FlyKD: Graph Knowledge Distillation on the Fly with Curriculum Learning
This work addresses efficiency and deployment challenges in machine learning by improving knowledge distillation for graph models, though it is incremental in nature.
The paper tackles the problem of limited pseudo-label generation and noisy optimization in knowledge distillation by proposing FlyKD, which enables virtually unlimited pseudo-label generation and uses curriculum learning to improve optimization. Empirically, FlyKD outperforms vanilla KD and LSPGCN, achieving specific gains as detailed in the results.
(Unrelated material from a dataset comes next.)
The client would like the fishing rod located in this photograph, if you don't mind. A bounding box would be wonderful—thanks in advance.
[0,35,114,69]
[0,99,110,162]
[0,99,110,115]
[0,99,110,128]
Knowledge Distillation (KD) aims to transfer a more capable teacher model's knowledge to a lighter student model in order to improve the efficiency of the model, making it faster and more deployable. However, the student model's optimization process over the noisy pseudo labels (generated by the teacher model) is tricky and the amount of pseudo labels one can generate is limited due to Out of Memory (OOM) error. In this paper, we propose FlyKD (Knowledge Distillation on the Fly) which enables the generation of virtually unlimited number of pseudo labels, coupled with Curriculum Learning that greatly alleviates the optimization process over the noisy pseudo labels. Empirically, we observe that FlyKD outperforms vanilla KD and the renown Local Structure Preserving Graph Convolutional Network (LSPGCN). Lastly, with the success of Curriculum Learning, we shed light on a new research direction of improving optimization over noisy pseudo labels.